Here are a few scriptures to consider

Whoever speaks the truth gives honest evidence, but a false witness utters deceit. (Pro 12:17 ESV)

There is so much fake news going around that is being created to further fuel divisions.  This past week I heard that City Hall was on fire (it wasn’t), the Lincoln Memorial had been defaced (it hadn’t) and that Donald Trump pointed a gun at a reporter (He didn’t).   Before you post something, repost, retweet, etc…  Check your facts.  Google it and see if it’s true.  God is the God of truth and so as His followers, we should never want to be party to promoting falsehood.

No one has ever seen God; if we love one another, God abides in us and his love is perfected in us (1Jo 4:12 ESV)

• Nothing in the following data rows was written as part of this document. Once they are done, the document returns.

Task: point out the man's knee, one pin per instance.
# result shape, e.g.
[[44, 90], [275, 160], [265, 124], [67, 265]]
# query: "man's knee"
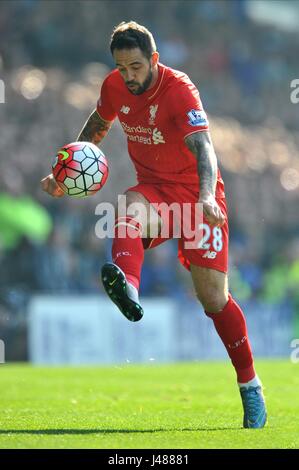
[[212, 300], [211, 287]]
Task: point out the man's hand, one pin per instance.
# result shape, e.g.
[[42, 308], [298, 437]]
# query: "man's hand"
[[211, 210], [50, 186]]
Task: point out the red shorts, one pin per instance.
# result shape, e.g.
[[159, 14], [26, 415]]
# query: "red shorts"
[[211, 247]]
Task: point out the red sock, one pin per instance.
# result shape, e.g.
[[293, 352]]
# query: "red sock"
[[127, 248], [231, 326]]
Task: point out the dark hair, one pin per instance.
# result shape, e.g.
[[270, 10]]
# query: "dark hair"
[[129, 35]]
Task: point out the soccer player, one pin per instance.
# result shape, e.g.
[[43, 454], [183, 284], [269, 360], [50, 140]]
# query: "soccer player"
[[170, 145]]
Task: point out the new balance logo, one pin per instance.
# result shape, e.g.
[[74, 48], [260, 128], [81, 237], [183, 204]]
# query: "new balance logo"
[[125, 109], [158, 137], [210, 254], [153, 112]]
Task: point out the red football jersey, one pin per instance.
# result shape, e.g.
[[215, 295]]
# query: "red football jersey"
[[156, 123]]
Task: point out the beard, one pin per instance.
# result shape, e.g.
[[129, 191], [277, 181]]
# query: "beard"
[[144, 86]]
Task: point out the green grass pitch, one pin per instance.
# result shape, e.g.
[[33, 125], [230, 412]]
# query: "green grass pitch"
[[186, 405]]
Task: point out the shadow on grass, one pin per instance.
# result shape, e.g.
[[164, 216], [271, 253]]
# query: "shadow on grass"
[[109, 431]]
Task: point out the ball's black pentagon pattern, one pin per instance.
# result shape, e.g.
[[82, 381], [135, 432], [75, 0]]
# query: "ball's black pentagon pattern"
[[82, 174]]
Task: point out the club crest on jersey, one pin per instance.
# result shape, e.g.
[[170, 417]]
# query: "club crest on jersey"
[[153, 112], [125, 109], [197, 118]]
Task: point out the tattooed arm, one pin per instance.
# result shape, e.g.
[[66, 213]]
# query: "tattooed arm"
[[200, 144], [94, 130]]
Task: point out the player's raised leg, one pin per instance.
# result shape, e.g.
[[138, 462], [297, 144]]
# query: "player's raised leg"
[[211, 288], [121, 278]]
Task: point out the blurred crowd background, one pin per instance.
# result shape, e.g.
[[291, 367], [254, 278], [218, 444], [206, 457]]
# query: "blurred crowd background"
[[54, 55]]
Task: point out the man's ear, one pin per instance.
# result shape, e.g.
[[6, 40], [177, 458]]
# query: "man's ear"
[[155, 58]]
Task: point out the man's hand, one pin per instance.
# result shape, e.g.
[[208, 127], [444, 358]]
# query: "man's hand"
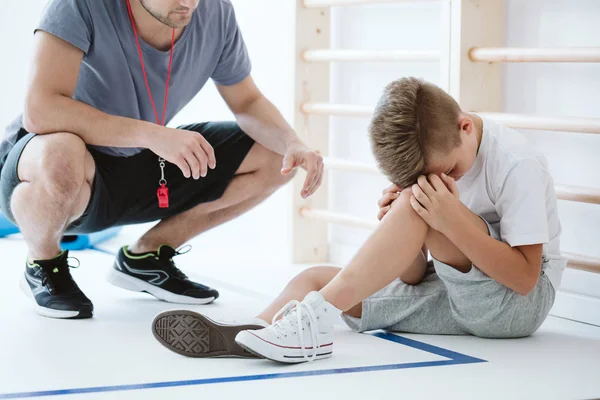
[[298, 155], [437, 201], [186, 149], [389, 194]]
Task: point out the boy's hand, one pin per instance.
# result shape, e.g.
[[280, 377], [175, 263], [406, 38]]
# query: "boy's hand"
[[437, 201], [389, 194]]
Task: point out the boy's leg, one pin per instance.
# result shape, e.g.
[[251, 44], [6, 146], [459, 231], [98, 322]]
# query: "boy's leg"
[[373, 268], [377, 264]]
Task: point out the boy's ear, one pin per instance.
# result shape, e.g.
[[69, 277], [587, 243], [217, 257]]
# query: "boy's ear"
[[465, 123]]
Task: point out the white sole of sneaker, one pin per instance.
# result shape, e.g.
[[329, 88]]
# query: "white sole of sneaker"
[[127, 282], [273, 352], [44, 311]]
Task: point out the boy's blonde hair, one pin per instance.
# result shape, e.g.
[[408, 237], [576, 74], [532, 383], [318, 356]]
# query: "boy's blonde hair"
[[414, 122]]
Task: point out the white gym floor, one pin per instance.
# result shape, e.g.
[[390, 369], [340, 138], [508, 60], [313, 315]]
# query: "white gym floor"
[[114, 355]]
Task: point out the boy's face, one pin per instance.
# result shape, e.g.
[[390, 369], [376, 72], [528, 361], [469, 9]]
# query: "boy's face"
[[462, 158]]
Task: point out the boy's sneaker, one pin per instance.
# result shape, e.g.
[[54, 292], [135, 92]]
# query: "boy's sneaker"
[[155, 273], [304, 333], [195, 335], [50, 284]]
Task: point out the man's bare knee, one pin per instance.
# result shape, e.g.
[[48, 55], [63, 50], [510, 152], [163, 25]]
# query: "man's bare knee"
[[57, 161]]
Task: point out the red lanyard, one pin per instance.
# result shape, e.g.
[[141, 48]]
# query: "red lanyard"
[[163, 191]]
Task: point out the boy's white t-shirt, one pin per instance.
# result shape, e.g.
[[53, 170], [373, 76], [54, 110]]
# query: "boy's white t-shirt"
[[509, 185]]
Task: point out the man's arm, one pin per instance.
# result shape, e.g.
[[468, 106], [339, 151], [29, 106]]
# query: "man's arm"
[[258, 117], [261, 120], [50, 108]]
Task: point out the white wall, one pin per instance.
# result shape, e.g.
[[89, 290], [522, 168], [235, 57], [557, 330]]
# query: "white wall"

A question I need to ask myself before I interact on social media, “Is this going to show the love of God?” We have no higher call then love.  Even in our call to speak the truth, we are called to speak the truth in love.  If love is not part of what we are doing, then we need to stop what we are doing.  If we need to vent, rant or be emotionally raw, we should talk to a trusted friend.  The whole world doesn’t need to be brought into our emotional state.  And if we are just hitting people with truth, but do not have love in our hearts, then God doesn’t want that truth to come out. We need to take seriously the command from 1 Corinthians 16:14, “Let all that you do be done in love.” 

If you bite and devour one another, watch out that you are not consumed by one another. (Gal 5:13-15 ESV)

Nothing is a worse witness to the world then Christians fighting among ourselves.  There is a place for good and healthy debate.  I love going back and forth and arguing for what I think is right.  However, debating ideas is different than attacking a person.  So for example, while I might disagree with someone’s political thoughts, that should not change my opinion of them as a person.  I might engage them in debate, but I should do so not seeking to tear them down. Only the Enemy wins if we win a debate, but bite and devour one another in the process.  I also think this means that if someone comments on my post and attacks one of my brothers or sisters, then it is my responsibility to defend them.  Even if I disagree with the point my brother or sister is making, if they are being attacked as a person, I don’t want to participate in them being “bitten” or “devoured” by not speaking up in their defense.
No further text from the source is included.